Berdasarkan Putusan Mahkamah Agung No.200 K/Pdt/1988 disebutkan “Dalam Gugatan mengenai sengketa pemilikan bangunan rumah yang didasarkan atas perbuatan hukum jual beli tanah di muka PPAT, maka menurut Hukum Acara si pemilik bangunan rumah yang telah memberi kuasa Mutlak kepada seseorang selaku penjual, maka penarikan pemilik sebagai pihak dalam perkara aquo adalah mutlak perlu dan tidak cukup ia hanya dijadikan sebagai saksi saja tanpa menariknya sebagai pihak Tergugat atau Turut Tergugat, dan dengan tidak lengkapnya pihak Tergugat dalam perkara ini, maka Gugatan ini, oleh Hakim harus dinyatakan tidak dapat diterima.

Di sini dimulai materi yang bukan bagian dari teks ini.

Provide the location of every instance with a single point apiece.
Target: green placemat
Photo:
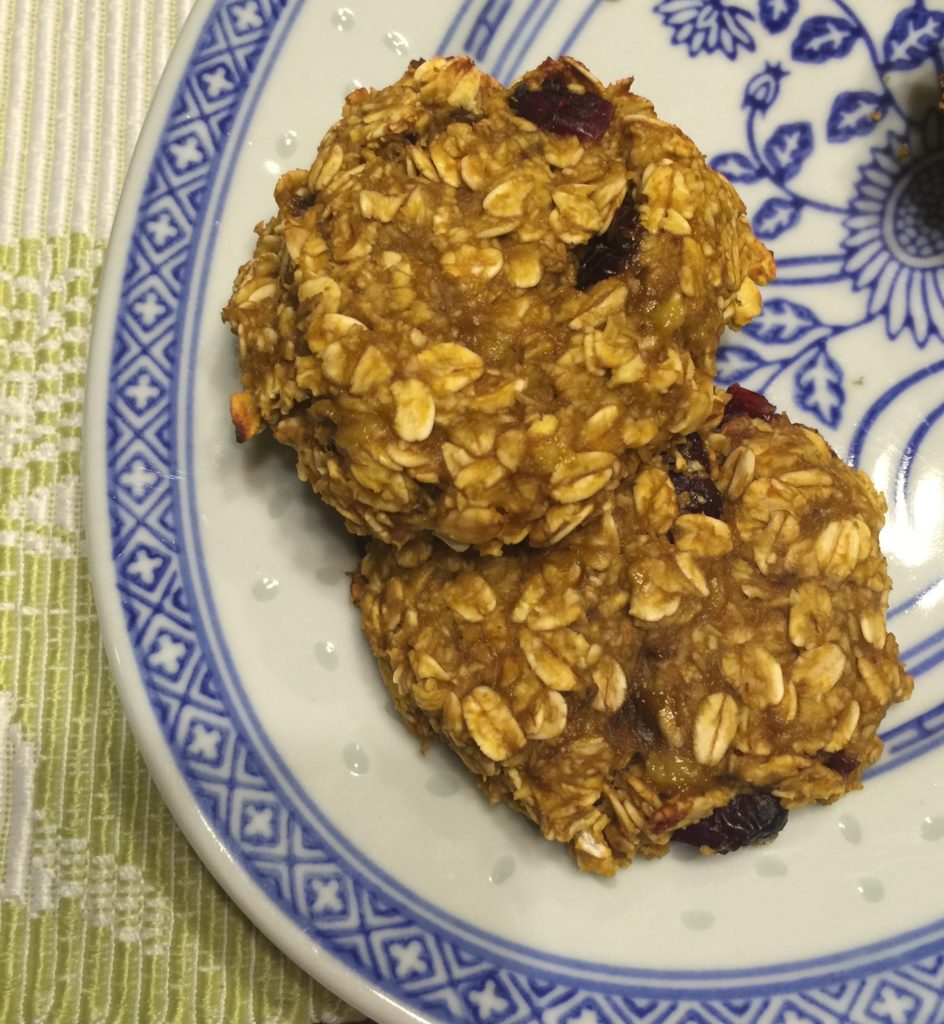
(105, 912)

Pemegang Hak Guna bangunan harus dilindungi dari suatu (sita) eksekusi dimana pemegang hak tersebut bukan sebagai pihak dalam perkara.
Selain itu juga dapat dilihat didalam Mahkamah Agung RI : No.3089 K/Pdt/1991 “Sita jaminan yang diletakkan diatas sebidang tanah (Rumah) yang salah menyebutkan hak tanahnya, seharusnya tanah Hak Milik No.525/1974, akan tetapi dalam Penetapan Ketua Pengadilan Negeri disebut “Tanah Hak Guna Bangunan” No.577/1968, maka pelaksanaan sita jaminan yang demikian itu adalah tidak sah.

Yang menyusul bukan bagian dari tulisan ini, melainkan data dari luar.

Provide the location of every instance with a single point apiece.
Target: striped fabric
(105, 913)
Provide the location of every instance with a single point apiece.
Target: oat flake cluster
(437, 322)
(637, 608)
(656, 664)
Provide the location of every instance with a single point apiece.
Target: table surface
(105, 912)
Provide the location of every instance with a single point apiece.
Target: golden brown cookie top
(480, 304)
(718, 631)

Atau bisa juga dilihat didalam putusan Mahkamah Agung No.1205 K/Sip/1973 yang menyebutkan “Hakim Tingkat Pertama yang mengabulkan permohonan penggugat untuk meletakkan sita jaminan (Conservatoir Beslag) atas Harta Tergugat : berupa barang-barang tidak bergerak, seperti rumah atau gudang, maka dalam Surat Penetapan Sita Jaminan harus disebutkan dengan jelas, tentang rumah objek yang akan disita jaminan tersebut, apakah hanya bangunan rumahnya saja; ataukah termasuk tanahnya dimana bangunan rumah tersebut berdiri. Hal ini harus jelas dan ditegaskan baik dalam Berita Acara Penyitaan maupun dalam diktum putusan Hakim.

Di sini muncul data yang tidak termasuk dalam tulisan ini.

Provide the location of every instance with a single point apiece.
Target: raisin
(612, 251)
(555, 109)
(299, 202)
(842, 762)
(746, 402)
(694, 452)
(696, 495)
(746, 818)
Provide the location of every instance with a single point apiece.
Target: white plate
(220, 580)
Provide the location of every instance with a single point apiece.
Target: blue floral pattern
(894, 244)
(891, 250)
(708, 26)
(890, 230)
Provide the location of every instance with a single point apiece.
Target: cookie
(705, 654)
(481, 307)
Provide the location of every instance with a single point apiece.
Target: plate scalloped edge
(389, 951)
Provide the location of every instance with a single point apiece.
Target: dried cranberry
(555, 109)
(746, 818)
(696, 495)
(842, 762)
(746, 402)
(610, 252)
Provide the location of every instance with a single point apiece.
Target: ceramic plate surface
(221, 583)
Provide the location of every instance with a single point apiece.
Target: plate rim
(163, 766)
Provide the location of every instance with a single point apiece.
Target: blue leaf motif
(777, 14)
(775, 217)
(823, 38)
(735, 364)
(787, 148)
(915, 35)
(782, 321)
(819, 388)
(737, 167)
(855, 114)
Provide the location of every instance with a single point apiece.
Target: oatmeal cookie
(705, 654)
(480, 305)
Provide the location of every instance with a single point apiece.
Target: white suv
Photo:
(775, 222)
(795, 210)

Namun yang unik adalah Putusan Mahkamah Agung No.808 K/Pdt/1989 disebutkan “Sita jaminan terhadap bangunan rumah yang dipergunakan sebagai praktek dokter adalah tidak dapat dibenarkan, karena rumah ini termasuk alat untuk mencari nafkah (mata pencaharian) bagi seorang dokter.
Dengan demikian apabila kita menilik aturan mengatur hak guna bangunan yang diatur didalam UU No. 5 Tahun 1960 maupun dalam berbagai putusan pengadilan (Yurisprudensi) maka mengenai hak guna bangunan mempunyai dimensi hukum yang terpisah dengan hak atas Tanah seperti hak milik maupun hak atas tanah lainnya.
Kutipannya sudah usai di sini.